Before starting a new drug

To reduce the risk of adverse drug effects in older adults, clinicians should do the following before starting a new drug:

  • Consider nondrug treatment

  • Discuss goals of care with the patient

  • Document the indication for each new drug (to avoid using unnecessary drugs)

  • Consider age-related changes in pharmacokinetics or pharmacodynamics and their effect on dosing requirements

  • Choose the safest possible alternative (eg, for noninflammatory arthritis, acetaminophen instead of an NSAID)

  • Check for potential drug-disease and drug-drug interactions

  • Start with a low dose

  • Use the fewest drugs necessary

  • Note coexisting disorders and their likelihood of contributing to adverse drug effects

  • Explain the uses and adverse effects of each drug

  • Provide clear instructions to patients about how to take their drugs (including generic and brand names, spelling of each drug name, indication for each drug, and explanation of formulations that contain more than one drug) and for how long the drug will likely be necessary

  • Anticipate confusion due to sound-alike drug names and pointing out any names that could be confused (eg, Glucophage® and Glucovance®)

After starting a drug

The following should be done after starting a drug:

  • Assume a new symptom may be drug-related until proved otherwise (to prevent a prescribing cascade).

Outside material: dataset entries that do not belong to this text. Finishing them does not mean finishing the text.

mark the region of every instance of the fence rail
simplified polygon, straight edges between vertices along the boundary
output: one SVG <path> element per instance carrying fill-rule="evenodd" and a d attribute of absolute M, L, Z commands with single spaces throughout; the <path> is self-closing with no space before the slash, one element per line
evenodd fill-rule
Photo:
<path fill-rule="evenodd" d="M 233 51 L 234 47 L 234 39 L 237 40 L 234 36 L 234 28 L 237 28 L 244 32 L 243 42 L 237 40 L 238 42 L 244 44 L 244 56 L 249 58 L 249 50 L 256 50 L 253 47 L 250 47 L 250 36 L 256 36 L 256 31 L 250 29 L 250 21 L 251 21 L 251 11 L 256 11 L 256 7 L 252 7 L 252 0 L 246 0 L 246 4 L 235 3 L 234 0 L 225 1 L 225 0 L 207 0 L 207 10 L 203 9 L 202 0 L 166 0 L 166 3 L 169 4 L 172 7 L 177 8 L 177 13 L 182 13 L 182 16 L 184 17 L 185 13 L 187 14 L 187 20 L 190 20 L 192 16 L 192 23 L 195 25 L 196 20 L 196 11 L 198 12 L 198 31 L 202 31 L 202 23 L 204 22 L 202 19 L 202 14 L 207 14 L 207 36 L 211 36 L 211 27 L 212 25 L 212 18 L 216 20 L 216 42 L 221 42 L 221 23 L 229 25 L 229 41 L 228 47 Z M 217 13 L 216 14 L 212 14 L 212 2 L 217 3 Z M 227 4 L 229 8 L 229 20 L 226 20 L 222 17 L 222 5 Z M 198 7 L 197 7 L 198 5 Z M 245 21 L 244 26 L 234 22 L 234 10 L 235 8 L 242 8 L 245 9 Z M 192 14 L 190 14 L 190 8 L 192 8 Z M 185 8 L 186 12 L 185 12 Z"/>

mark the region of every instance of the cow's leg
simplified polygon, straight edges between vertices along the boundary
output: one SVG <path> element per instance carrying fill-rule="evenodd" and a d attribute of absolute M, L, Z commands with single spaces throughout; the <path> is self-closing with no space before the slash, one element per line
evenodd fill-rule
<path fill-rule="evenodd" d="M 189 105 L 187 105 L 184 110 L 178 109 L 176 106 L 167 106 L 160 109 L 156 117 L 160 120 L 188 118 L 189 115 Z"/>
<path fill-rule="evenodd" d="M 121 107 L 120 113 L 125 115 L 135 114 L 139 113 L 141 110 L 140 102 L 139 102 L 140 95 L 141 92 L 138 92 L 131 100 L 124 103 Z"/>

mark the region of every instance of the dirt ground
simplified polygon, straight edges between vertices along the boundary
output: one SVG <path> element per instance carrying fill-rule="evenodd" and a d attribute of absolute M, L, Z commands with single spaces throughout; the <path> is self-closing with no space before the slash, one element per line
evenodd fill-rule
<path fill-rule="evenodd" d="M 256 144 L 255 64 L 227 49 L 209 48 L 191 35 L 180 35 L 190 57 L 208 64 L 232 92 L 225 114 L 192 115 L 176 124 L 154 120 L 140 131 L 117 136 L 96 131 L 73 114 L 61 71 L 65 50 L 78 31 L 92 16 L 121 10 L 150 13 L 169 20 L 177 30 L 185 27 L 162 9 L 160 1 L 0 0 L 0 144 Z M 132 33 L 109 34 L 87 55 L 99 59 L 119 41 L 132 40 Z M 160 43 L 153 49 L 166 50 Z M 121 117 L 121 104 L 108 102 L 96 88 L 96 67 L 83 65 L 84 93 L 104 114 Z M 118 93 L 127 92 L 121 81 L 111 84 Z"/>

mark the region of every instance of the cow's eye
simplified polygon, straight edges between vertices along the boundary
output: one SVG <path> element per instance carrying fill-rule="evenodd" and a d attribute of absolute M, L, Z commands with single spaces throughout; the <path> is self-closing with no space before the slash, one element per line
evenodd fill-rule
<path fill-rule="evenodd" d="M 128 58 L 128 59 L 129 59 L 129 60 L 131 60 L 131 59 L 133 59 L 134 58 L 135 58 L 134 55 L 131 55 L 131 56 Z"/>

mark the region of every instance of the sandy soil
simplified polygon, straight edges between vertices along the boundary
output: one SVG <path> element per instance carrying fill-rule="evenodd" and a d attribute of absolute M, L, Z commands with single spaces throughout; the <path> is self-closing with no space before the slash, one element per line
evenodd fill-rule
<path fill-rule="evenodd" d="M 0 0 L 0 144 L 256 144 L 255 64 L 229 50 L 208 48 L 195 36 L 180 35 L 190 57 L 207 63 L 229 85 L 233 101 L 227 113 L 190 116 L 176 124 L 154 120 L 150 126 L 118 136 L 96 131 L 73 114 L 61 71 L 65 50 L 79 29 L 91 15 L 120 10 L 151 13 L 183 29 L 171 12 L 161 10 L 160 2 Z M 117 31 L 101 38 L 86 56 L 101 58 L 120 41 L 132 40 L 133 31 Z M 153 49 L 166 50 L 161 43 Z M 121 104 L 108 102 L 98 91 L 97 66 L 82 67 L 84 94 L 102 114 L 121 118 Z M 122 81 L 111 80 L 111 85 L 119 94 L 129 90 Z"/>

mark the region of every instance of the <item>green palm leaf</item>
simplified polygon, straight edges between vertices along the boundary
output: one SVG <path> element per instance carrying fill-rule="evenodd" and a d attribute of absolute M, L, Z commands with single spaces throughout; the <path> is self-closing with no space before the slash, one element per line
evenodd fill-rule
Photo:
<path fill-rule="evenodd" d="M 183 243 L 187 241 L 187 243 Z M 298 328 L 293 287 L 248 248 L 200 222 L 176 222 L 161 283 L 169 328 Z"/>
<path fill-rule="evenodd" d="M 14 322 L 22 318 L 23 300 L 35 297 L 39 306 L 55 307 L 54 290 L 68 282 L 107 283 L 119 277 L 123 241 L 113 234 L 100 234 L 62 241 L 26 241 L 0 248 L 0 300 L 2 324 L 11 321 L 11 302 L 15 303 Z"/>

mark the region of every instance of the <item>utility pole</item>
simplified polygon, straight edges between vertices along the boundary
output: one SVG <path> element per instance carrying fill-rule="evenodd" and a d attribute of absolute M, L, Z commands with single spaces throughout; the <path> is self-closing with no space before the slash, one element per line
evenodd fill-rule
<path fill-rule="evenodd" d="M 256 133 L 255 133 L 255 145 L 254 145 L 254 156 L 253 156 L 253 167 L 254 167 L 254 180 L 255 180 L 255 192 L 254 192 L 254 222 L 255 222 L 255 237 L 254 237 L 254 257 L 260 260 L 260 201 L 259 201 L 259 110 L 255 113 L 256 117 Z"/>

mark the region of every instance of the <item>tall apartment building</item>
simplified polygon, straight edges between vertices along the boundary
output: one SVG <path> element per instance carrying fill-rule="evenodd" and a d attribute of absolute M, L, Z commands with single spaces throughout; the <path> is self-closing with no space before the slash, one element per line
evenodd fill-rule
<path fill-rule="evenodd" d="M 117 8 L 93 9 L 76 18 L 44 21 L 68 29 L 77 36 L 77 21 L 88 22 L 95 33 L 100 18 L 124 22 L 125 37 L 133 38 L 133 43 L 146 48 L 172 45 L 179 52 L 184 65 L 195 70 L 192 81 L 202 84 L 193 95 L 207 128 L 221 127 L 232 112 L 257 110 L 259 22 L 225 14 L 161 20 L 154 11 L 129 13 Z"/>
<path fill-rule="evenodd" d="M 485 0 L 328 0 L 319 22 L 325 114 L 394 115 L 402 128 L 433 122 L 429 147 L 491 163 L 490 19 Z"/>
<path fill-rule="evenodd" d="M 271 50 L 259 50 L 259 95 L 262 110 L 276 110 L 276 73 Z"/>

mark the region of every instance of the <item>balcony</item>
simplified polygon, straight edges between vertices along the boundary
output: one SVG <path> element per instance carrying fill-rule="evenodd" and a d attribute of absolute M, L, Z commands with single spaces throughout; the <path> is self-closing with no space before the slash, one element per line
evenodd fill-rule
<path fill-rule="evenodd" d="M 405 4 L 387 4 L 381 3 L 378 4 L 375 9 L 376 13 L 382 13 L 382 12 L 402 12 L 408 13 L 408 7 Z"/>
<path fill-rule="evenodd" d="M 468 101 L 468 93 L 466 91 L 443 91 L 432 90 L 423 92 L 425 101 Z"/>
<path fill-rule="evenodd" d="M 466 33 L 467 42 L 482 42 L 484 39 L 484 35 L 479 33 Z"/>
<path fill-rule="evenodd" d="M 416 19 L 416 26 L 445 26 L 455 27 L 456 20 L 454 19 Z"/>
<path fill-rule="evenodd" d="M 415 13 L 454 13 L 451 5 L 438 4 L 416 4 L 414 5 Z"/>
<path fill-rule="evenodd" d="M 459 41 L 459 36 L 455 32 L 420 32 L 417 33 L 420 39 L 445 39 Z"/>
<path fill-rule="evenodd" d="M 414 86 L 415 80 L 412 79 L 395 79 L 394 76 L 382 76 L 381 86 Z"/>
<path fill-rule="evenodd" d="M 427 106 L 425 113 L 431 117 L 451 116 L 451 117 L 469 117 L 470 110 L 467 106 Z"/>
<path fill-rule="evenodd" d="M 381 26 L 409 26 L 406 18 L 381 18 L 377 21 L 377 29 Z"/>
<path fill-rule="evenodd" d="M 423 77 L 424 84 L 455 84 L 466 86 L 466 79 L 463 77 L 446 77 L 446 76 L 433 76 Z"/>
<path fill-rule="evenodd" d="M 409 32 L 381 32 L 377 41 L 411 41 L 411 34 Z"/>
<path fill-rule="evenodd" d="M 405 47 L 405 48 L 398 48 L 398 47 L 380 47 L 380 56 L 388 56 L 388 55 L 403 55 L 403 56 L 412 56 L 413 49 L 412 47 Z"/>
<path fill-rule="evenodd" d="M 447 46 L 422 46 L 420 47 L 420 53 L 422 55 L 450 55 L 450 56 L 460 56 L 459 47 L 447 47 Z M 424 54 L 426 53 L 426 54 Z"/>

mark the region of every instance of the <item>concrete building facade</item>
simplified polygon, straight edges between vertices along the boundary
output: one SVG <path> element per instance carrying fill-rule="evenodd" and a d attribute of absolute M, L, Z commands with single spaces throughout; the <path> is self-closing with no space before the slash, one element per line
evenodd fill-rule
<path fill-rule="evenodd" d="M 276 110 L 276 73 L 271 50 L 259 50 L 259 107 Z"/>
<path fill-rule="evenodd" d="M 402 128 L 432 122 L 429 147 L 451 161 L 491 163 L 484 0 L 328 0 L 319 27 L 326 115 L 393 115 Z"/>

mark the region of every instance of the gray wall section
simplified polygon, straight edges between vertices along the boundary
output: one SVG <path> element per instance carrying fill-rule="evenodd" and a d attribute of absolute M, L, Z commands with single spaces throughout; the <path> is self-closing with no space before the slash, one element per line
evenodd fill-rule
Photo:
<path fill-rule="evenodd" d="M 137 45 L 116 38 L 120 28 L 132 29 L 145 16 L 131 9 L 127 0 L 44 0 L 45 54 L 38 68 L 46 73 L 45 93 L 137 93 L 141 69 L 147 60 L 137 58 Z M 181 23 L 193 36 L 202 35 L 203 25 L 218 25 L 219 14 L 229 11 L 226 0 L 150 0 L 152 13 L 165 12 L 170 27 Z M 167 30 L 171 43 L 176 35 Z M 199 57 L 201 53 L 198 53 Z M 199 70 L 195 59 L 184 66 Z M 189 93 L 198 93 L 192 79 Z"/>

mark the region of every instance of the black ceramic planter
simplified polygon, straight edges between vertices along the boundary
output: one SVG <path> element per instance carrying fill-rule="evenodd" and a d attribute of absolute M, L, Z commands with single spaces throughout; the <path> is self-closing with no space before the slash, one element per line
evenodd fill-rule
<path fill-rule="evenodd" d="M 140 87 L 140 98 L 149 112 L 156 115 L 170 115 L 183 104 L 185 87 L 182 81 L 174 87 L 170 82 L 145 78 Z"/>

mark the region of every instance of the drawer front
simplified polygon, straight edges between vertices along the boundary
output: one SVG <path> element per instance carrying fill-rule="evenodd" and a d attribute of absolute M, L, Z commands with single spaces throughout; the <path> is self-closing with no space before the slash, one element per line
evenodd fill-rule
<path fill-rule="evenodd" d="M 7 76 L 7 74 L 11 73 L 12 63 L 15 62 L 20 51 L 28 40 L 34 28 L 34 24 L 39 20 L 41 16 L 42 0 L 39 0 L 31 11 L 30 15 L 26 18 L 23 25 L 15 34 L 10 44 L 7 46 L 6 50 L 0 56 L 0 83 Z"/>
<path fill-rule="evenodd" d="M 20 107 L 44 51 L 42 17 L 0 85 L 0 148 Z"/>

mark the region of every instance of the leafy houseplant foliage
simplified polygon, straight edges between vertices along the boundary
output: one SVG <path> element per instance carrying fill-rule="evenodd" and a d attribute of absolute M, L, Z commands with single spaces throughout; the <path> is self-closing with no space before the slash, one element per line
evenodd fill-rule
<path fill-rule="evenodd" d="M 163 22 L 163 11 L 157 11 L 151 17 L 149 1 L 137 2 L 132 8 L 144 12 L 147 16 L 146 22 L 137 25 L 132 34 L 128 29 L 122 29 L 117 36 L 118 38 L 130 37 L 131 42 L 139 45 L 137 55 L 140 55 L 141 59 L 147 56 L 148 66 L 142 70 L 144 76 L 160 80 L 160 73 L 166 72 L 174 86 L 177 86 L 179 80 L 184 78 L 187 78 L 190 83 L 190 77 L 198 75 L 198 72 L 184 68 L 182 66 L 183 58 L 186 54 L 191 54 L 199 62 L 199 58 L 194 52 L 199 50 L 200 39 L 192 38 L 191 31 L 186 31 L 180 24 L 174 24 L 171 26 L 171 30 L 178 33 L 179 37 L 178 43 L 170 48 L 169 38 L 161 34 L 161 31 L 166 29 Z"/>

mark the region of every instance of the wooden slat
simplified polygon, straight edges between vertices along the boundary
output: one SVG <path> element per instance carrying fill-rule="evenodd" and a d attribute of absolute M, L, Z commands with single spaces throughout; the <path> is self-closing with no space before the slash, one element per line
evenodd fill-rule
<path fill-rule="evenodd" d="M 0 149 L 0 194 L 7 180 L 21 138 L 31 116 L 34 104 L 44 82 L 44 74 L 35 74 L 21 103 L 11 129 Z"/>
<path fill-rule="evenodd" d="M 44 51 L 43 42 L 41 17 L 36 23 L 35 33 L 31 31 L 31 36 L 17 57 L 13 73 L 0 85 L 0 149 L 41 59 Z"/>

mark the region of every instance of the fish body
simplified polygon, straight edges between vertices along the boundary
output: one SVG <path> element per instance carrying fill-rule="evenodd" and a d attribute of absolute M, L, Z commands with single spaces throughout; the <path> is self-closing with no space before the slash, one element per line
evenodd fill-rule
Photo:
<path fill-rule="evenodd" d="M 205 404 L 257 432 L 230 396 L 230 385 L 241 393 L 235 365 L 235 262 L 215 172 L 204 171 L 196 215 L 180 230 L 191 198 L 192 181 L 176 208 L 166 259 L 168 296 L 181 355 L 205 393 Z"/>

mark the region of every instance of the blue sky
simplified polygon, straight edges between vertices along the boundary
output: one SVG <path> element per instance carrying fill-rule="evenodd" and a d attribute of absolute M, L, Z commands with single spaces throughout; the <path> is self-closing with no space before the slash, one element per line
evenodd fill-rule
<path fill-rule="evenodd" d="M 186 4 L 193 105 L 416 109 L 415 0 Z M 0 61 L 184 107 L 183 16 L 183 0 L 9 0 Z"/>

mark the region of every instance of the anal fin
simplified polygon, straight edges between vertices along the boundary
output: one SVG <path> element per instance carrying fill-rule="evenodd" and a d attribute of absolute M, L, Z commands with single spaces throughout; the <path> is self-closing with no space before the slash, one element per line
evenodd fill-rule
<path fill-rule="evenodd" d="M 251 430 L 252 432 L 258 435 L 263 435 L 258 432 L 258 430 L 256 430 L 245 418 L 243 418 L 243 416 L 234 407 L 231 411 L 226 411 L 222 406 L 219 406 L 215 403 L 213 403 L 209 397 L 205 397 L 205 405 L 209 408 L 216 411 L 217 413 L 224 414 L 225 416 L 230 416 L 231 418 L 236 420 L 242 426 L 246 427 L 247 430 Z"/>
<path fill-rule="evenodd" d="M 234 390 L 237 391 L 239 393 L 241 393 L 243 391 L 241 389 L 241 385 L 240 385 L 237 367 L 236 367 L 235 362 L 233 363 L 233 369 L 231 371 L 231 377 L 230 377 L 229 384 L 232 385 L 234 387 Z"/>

  • Monitor patients for signs of adverse drug effects, including measuring drug levels and doing other laboratory tests as necessary.

  • Document the response to therapy and increase doses as necessary to achieve the desired effect.

  • Regularly reevaluate the need to continue drug therapy and stop drugs that are no longer necessary.

Ongoing

The following should be ongoing:

Medication reconciliation is a process that helps ensure transfer of information about drug regimens at any transition point in the health care system. The process includes identifying and listing all drugs patients are taking (name, dose, frequency, route) and comparing the resulting list with the physician’s orders at a transition point. Medication reconciliation should occur at each move (admission, transfer, and discharge).

Computerized physician ordering programs can alert clinicians to potential problems (eg, allergy, need for reduced dosage in patients with impaired renal function, drug-drug interactions). These programs can also cue clinicians to monitor certain patients closely for adverse drug effects.